In fall 2017, Klass applied for the TriBeta national biology honors society research grant after Charvat approached her about joining the project. There was already a movement within the University of Findlay to study the Blanchard River Watershed and her interest in microbial science drew her to Charvat’s project.
“Hancock County has a lot of agricultural practices and the use of antibiotics in livestock feed and livestock in general has created the perfect storm for the development of antibiotic resistance. We are seeing our last-ditch effort drugs fail,” explained Charvat. “We now have infections that are resistant to those, so there’s a real push to understand just how prevalent antibiotic resistance is and ways we can get around it.”

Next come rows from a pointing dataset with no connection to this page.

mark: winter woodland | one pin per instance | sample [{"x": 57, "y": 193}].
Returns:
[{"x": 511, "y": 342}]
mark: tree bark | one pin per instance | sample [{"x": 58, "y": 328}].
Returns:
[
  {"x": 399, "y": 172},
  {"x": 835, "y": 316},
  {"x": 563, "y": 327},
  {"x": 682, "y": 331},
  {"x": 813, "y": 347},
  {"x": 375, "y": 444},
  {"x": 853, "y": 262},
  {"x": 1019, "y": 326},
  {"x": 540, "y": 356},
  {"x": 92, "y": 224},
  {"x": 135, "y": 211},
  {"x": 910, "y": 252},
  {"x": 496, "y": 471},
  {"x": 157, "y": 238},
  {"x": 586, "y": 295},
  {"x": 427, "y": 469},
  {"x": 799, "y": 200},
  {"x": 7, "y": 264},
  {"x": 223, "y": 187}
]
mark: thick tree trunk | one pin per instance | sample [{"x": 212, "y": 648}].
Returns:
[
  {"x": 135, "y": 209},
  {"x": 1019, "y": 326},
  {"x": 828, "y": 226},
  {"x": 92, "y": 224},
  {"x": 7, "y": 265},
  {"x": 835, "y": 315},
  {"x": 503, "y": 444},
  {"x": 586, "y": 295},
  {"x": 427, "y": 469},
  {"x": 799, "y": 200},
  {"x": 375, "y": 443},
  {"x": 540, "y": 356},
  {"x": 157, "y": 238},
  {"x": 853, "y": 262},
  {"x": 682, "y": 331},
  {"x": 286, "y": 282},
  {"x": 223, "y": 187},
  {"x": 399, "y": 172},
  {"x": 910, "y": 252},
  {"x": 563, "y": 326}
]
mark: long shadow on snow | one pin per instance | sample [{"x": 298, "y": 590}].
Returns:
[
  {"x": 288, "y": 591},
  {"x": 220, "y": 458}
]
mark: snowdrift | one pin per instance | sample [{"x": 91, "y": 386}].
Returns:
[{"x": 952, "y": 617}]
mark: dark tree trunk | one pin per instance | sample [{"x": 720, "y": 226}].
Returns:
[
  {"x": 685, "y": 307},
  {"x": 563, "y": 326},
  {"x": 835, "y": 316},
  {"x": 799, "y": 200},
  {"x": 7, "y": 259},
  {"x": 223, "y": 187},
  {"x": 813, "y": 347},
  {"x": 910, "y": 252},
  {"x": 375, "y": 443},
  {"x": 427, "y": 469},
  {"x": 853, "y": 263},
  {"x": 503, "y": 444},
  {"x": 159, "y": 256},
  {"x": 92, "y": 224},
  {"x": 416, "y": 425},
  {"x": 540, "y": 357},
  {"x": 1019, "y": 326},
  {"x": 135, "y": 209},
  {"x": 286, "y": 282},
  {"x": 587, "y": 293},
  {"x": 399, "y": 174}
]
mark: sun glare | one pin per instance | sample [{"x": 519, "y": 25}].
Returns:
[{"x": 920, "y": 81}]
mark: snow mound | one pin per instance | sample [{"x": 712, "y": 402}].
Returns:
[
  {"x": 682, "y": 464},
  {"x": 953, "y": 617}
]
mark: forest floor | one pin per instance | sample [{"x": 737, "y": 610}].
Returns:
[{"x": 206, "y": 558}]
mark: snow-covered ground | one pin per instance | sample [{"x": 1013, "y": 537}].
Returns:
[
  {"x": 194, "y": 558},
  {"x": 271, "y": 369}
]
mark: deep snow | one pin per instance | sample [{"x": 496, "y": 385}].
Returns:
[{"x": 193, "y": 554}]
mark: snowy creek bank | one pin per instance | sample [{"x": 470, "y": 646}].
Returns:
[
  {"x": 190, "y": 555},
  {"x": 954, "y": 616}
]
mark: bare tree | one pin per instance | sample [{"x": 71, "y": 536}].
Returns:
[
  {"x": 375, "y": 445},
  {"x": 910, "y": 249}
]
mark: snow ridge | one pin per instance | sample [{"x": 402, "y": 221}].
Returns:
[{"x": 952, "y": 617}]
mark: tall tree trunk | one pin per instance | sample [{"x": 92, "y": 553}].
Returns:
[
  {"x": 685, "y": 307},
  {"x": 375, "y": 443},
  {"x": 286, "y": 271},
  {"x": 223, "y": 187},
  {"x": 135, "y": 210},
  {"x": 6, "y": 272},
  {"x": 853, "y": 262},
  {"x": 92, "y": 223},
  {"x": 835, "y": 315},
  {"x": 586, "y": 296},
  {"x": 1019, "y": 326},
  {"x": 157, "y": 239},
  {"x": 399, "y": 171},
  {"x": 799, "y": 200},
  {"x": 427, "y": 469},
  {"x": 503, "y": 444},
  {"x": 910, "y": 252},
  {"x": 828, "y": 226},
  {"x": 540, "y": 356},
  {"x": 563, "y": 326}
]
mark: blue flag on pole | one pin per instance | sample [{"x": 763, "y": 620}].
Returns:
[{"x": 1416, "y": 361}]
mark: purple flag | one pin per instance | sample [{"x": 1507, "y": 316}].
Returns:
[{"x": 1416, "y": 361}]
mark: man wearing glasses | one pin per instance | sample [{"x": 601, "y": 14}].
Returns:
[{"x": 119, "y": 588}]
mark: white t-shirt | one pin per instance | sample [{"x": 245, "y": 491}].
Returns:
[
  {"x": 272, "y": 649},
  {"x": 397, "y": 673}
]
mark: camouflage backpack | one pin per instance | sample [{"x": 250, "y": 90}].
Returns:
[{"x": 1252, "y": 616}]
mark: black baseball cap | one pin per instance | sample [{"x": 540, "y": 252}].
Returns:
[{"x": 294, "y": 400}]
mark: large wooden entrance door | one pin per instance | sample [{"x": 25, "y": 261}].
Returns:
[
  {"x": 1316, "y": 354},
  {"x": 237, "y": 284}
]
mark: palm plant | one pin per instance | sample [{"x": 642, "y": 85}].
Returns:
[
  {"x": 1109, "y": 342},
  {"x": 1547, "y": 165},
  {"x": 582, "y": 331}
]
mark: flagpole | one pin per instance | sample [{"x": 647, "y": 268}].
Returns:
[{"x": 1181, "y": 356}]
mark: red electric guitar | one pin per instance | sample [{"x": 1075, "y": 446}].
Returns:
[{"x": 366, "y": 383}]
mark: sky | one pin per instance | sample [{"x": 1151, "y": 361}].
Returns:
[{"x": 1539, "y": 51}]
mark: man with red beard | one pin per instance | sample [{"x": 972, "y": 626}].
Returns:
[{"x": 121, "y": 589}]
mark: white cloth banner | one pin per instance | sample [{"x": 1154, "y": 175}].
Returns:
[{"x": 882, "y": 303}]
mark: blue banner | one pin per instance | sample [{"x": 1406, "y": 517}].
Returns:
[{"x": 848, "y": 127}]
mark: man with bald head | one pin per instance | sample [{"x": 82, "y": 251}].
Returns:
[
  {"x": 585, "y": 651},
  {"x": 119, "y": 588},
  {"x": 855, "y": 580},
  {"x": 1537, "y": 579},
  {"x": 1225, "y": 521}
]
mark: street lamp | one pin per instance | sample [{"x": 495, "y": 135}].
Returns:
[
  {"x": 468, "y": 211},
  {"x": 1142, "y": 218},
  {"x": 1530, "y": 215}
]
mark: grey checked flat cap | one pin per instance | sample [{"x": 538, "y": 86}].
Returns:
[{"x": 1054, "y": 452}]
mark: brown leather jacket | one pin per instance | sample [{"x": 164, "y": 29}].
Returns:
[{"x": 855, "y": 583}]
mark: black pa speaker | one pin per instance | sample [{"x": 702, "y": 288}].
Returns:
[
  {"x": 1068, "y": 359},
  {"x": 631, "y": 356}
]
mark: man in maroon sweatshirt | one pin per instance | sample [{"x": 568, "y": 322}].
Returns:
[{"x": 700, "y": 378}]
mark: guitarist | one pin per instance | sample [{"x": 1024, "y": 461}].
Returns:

On a weekend in September, 24 Findlay students, accompanied by Charvat, divided into teams of two or three and sampled 110 sites over a 100 mile stretch of the Blanchard River. With the samples now back at the lab, Klass will confirm that E.Coli is in the samples, extract the DNA and then test each site for the presence of seven different antibiotic resistance genes though comparing bands on agrose gel.
Once the presence and prevalence of each gene is known for each site, Klass will be able to map out clusters, or “hot spots” where the resistance levels are particularly high. “Hopefully, we will be able to go back to the cluster sites and see if there is an environmental factor such as an animal farm that is having an impact on the river,” Charvat explained. Klass expounded, “If we see that it’s there and that it’s a problem, we can educate the public on how to properly dispose of their antibiotics, not make it worse.”
Klass will be presenting this project and its results at the National Conference on Undergraduate Research (NCUR) in April, 2018. She plans to attend graduate school next fall to further her research experience and eventually, pursue research as a career.
“Originally when I was applying, I thought I wanted a very hands-on career. But then, last year I got into the research aspect, which I never thought I’d actually want to do, but I fell in love with it,” explained Klass. “I fell in love with this school. It’s small, all the teachers are fantastic, and they all get together and do projects like this.”
Charvat plans on using this research as a supplement to his microbiology course where he teaches about the problems with misusing or overusing antibiotics and how that leads to the development of resistance. He currently is working with undergraduate students on five different research projects. Findlay’s College of Science requires undergraduates to complete original research before graduation.